Mutlaka medeniyet tarihi ile desteklenmesi lazım. Çünkü öyle bir noktaya
geliyoruz ki Osmanlı Tariki kılıç kalkan ekibine dönüşüyor. Bu insanların
toplam savaştıkları zaman 4 sene. 600 senelik bir dönemde bu insanlar 4 sene
savaşmış. Yani meydanda kılıç kılıca olanlar. Ee geride ne yapmışlar bu
insanlar? Bir defa yabancı gezginler bizi yazarken diyorlar ki muhteşem
insanlar diyorlar. Biz bunları unuttuk. Ailede kavga, televizyonda kavga,
siyasette kavga her yerde kavga. Yani bizim anlaşmamız şart değil. Öyle
zannediyoruz ki mutlaka uzlaşmamız lazım, Türkiye Büyük Millet Meclisi' nde
uzlaşmamız lazım. E kaldırın partileri getirin Atatürk' ü ne güzel
uzlaştırıyor. Çünkü başka farklı düşünce yok. Ama farklı partiler olacak
derseniz farklı düşünceler olacak. Tatbiki kavga da olacak laf da
dokundurulacak da ben gırtlak gırtlağa gelmesinler istiyorum sadece. Farklı
düşünce olan yerde, muhalefet olan yerde tartışma elbet olacak. Ama edepsizlik
yapılmasın hiçbir yerde arzu ettiğim bu. Osmanlılar' da da bir sürü eleştiri
var. Bakın Fuzuli Bağdat' tan Kanuni' ye veryansın ediyor. Devletini
eleştiriyor ''Selam verdim rüşvet değildir deyu almadılar''. O zaman rüşvet yok
öyle yaygın değil. Kanuni de şair. Şair şairi anlar. ''Tahsisatı gecikmiştir''
diyor. ''Erken gönderin, biraz da fazla gönderin, bundan sonra da kurala
bağlayın''. Çünkü orada bürokrasiyi anlatıyor. Sonra Kanuni biraz da zam
yapıyor. İşte o an Su Kasidesini yazıyor. Peygamber Efendimizi bir su
damlasıyla bütünleştiriyor.
SORU
4: Sizce bizim Kızılelma’mız nedir?
İnsan
yetiştirmek olmalı ve Osmanlı coğrafyasında yeni bir oluşum başlatmak. Bugün
780.000 kilometre kareye Türkiye sığmıyor. 40 devlet kurulmuştur Osmanlı
coğrafyasında ve hiçbiri mutlu değil. Kıbrıs' tan Bosna Hersek' e kadar, Irak'
tan Filistin' e kadar gözyaşı var. Bosna Hersek' i biliyorsunuz düne kadar kan
götürüyordu. Bunların yeniden mutluluğu Osmanlı' nın torunlarıyla birlikte
hareket etmektir. Onlar da söylüyor bunu. Yöneticiler değil o halk söylüyor.

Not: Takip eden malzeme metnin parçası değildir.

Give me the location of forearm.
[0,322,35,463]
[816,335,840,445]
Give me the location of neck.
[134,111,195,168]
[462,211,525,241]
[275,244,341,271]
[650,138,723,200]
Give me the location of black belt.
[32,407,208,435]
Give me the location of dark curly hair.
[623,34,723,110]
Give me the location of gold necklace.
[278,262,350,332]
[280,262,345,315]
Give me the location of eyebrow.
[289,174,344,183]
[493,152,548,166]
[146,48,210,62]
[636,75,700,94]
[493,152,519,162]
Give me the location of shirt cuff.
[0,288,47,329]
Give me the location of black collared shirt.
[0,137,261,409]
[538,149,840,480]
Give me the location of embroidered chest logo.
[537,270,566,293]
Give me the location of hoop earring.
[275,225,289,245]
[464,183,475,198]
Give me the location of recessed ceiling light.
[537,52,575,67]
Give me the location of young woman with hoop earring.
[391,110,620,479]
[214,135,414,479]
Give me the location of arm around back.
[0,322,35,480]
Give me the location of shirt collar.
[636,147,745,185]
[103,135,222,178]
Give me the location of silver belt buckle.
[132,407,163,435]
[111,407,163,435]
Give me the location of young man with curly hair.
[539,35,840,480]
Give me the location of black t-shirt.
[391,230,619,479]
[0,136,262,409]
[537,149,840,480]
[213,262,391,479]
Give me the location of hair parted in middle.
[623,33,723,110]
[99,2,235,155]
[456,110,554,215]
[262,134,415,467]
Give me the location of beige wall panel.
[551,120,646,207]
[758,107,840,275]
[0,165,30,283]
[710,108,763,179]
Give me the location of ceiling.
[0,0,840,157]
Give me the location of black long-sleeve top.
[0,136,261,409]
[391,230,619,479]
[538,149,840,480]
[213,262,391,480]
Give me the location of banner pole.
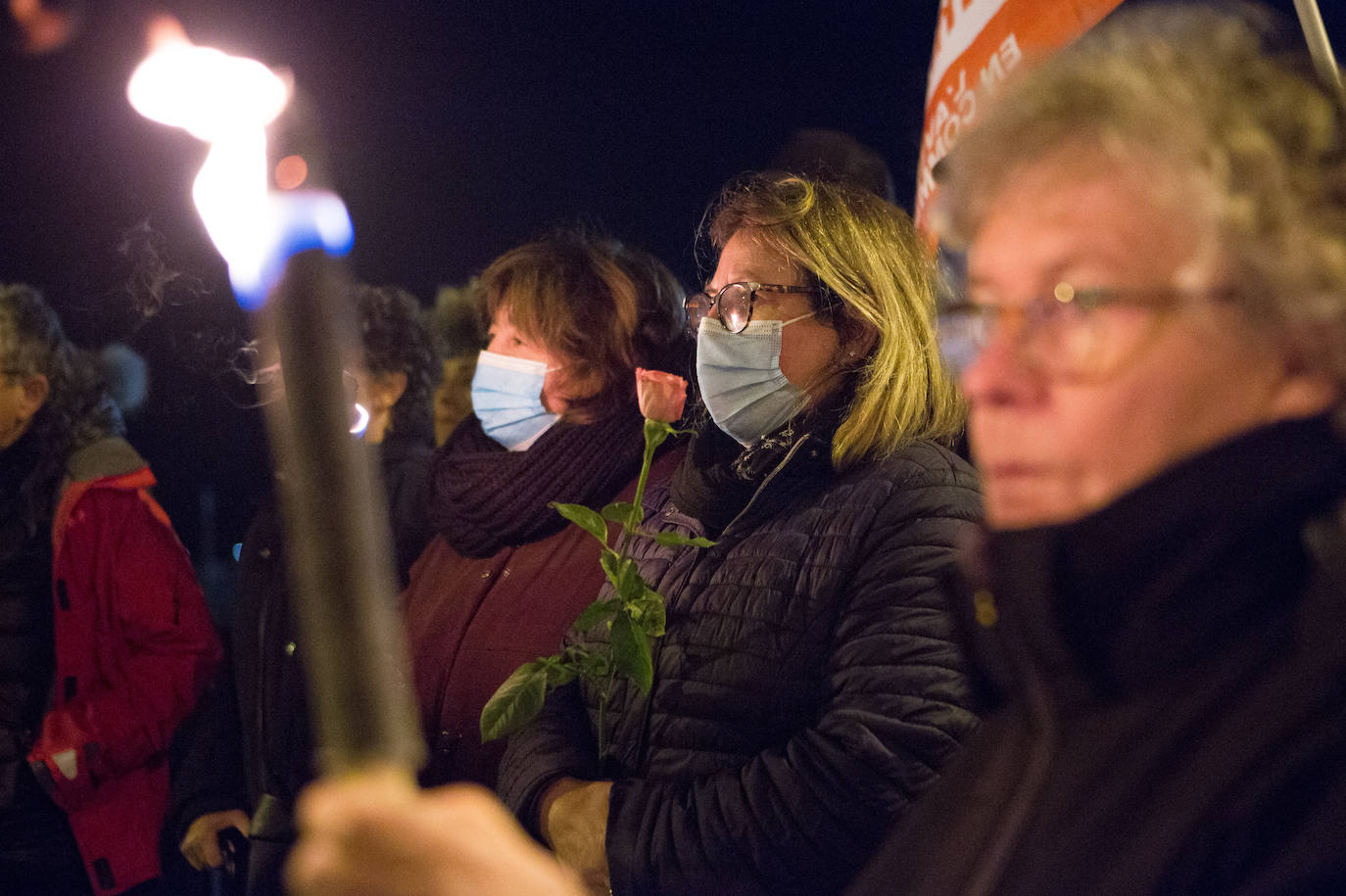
[1295,0,1346,107]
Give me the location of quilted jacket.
[498,436,979,896]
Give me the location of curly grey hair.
[935,3,1346,395]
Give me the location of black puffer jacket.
[500,436,979,896]
[852,418,1346,896]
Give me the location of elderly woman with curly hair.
[168,284,439,896]
[286,177,979,893]
[500,177,979,893]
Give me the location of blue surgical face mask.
[696,310,814,446]
[472,352,560,450]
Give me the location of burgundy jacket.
[28,439,220,895]
[403,448,683,787]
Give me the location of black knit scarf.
[669,395,849,536]
[429,407,645,557]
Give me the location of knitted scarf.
[669,396,849,537]
[429,407,645,557]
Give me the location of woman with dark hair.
[283,176,980,896]
[404,233,685,785]
[500,176,979,893]
[169,284,439,896]
[0,285,219,893]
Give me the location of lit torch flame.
[126,18,354,308]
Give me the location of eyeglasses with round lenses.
[937,283,1230,379]
[683,283,820,334]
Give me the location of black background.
[0,0,1346,578]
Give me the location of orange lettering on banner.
[915,0,1122,235]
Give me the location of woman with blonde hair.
[500,171,978,893]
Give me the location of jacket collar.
[982,417,1346,695]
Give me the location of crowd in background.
[0,5,1346,896]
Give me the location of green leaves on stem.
[481,420,715,742]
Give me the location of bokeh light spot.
[276,156,309,190]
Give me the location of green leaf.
[612,612,654,694]
[572,597,622,634]
[579,650,612,672]
[603,500,641,528]
[482,659,550,744]
[645,417,677,450]
[640,588,668,637]
[548,500,607,547]
[654,532,715,547]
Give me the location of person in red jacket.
[0,285,220,895]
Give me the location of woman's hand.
[285,770,583,896]
[177,809,248,871]
[539,778,612,895]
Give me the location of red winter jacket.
[28,439,220,895]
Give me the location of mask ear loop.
[781,310,818,330]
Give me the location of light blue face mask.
[696,310,816,446]
[472,352,560,450]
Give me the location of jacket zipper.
[961,602,1058,896]
[636,436,813,770]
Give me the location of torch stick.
[263,249,424,773]
[1295,0,1346,107]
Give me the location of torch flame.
[126,16,354,308]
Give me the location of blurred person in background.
[270,7,1346,896]
[403,230,688,787]
[0,285,219,895]
[429,277,486,448]
[860,5,1346,895]
[168,284,439,895]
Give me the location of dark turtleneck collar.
[669,397,848,536]
[986,417,1346,693]
[429,406,645,557]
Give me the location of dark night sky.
[0,0,1346,567]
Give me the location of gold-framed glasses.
[937,283,1233,379]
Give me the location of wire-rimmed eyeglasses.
[937,283,1233,379]
[683,281,821,332]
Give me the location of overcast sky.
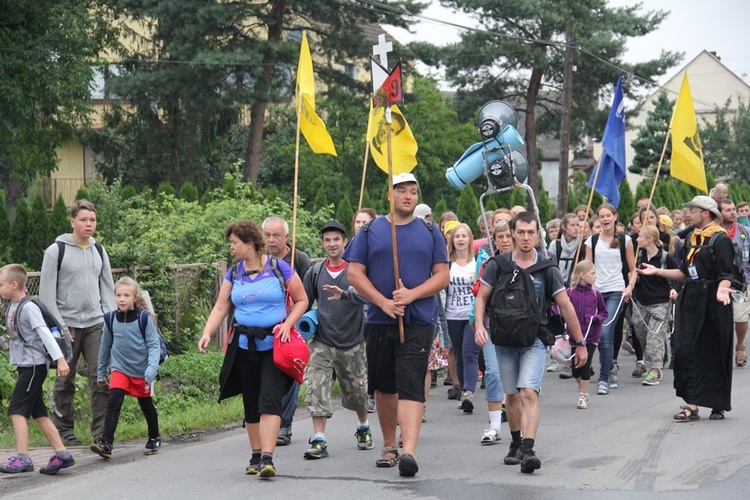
[388,0,750,84]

Yöneticilerden de akıllı olanlar söylüyor. Arap halkının çoğu yönetici olmayan
zümre ''Ne zaman geleceksiniz?'' diye soruyor. Bakın buradaki Peygamber
sevgisini Araplarda görmezsiniz. Orda cebren namaz kılarlar biz özgürce
kılarız. İçimizden gelmediği zaman yapmayıveririz. Kimse bizi buna zorlamıyor.
İbadet isteği içimizden geliyor. İşte budur. Buna da kimse müdahale etmeyecek.

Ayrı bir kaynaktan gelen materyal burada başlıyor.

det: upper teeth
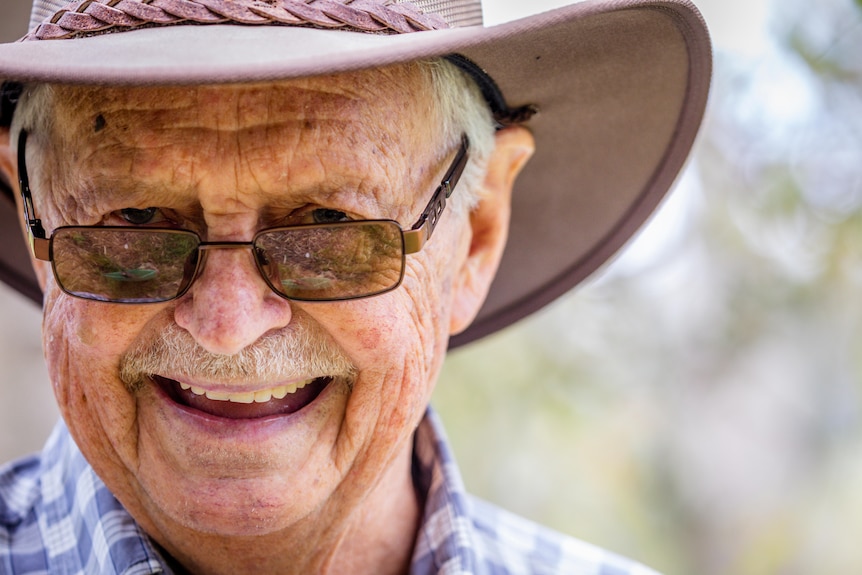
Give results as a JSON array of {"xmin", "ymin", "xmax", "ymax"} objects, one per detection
[{"xmin": 180, "ymin": 379, "xmax": 314, "ymax": 403}]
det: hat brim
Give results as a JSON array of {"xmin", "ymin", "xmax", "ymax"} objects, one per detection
[{"xmin": 0, "ymin": 0, "xmax": 711, "ymax": 347}]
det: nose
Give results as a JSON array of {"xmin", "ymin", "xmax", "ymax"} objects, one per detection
[{"xmin": 174, "ymin": 249, "xmax": 293, "ymax": 355}]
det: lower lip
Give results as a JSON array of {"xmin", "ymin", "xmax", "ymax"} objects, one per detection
[{"xmin": 150, "ymin": 379, "xmax": 342, "ymax": 435}]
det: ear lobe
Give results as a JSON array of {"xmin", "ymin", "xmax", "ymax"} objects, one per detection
[{"xmin": 449, "ymin": 126, "xmax": 535, "ymax": 335}]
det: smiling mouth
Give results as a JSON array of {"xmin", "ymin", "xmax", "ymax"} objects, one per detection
[{"xmin": 151, "ymin": 375, "xmax": 334, "ymax": 419}]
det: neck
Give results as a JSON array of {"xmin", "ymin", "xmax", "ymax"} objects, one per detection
[{"xmin": 147, "ymin": 450, "xmax": 421, "ymax": 575}]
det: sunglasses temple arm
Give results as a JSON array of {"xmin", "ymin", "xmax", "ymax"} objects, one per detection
[
  {"xmin": 404, "ymin": 135, "xmax": 470, "ymax": 254},
  {"xmin": 18, "ymin": 130, "xmax": 51, "ymax": 261}
]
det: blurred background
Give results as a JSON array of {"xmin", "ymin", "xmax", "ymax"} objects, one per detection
[{"xmin": 0, "ymin": 0, "xmax": 862, "ymax": 575}]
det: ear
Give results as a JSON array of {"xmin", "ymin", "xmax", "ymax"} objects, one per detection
[
  {"xmin": 449, "ymin": 126, "xmax": 535, "ymax": 335},
  {"xmin": 0, "ymin": 127, "xmax": 50, "ymax": 292}
]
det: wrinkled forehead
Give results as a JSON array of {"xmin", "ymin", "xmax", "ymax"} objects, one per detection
[{"xmin": 43, "ymin": 64, "xmax": 436, "ymax": 150}]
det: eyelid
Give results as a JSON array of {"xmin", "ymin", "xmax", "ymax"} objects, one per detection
[{"xmin": 112, "ymin": 206, "xmax": 182, "ymax": 227}]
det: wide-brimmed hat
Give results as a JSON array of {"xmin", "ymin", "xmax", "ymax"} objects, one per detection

Fatih Sultan Mehmet 550 sene önce kıyafet hürriyeti tanıdı. Ben ne yiyeceksiniz
ona bakarım, ne öğreniyorsunuz ona bakarım, sağlık hizmetine bakarım dedi. O
zamanlar sokaklara aile hekimini getiren adamdır o. Bunları anlattığınız zaman
Yavuz Bahadıroğlu Osmanlı' yı çok seviyor ve övünüyor deniyor. Seviyorum çünkü
dedemdir, ninemdir. Bu doğal bir şey. I. Dünya Savaşı oluyor ben tutup
İngiltere'yi mi tutayım? Bu benimkilerle birlikte olmak bizim tarihçimizin
vicdan borcu değil mi? Tarihçi tarafsız olurmuş yalan. O tarafta olanlar bizi
tarafsızlaştırmaya çalışıyor. Elbette ben tarafım. Kendi milletimin tarafıyım.
Onun için diyene kuşkuyla bakın. Tarafsızlık olmaz. Bu insanın yapısına
aykırıdır. Ya şu partidesiniz ya bu partidensiniz. Kaybeden parti kazanan parti
tarafına sen tarafsız ol der. Vicdanlı ol, adil ol, adamlara haksızlık yapma
bunlar doğru.
SORU
5: Milletimizin dünü ve bugününü karşılaştırırsak neler yapabiliriz?
İmparatorluk kaybettik. İmparatorluk dediğinizde
aklınıza gelen her şeyi kaybettik. Haya, fazilet, kıyafet, alfabe, öz güven,
kültür malzememizi kaybettik. Yani çok özet kaybettiklerimizde kaybolduk ve
kendimizi bulmaya çalışıyoruz. Ama bakın bir incelik var. Kaybettiğiniz değerleri
kaybettiğiniz yerde arayın. Biz burada kaybettiğimizi Avrupa' da arıyoruz.Sorun
bu. Mum yakın ve değerlerinizi kaybettiğiniz yerde arayın.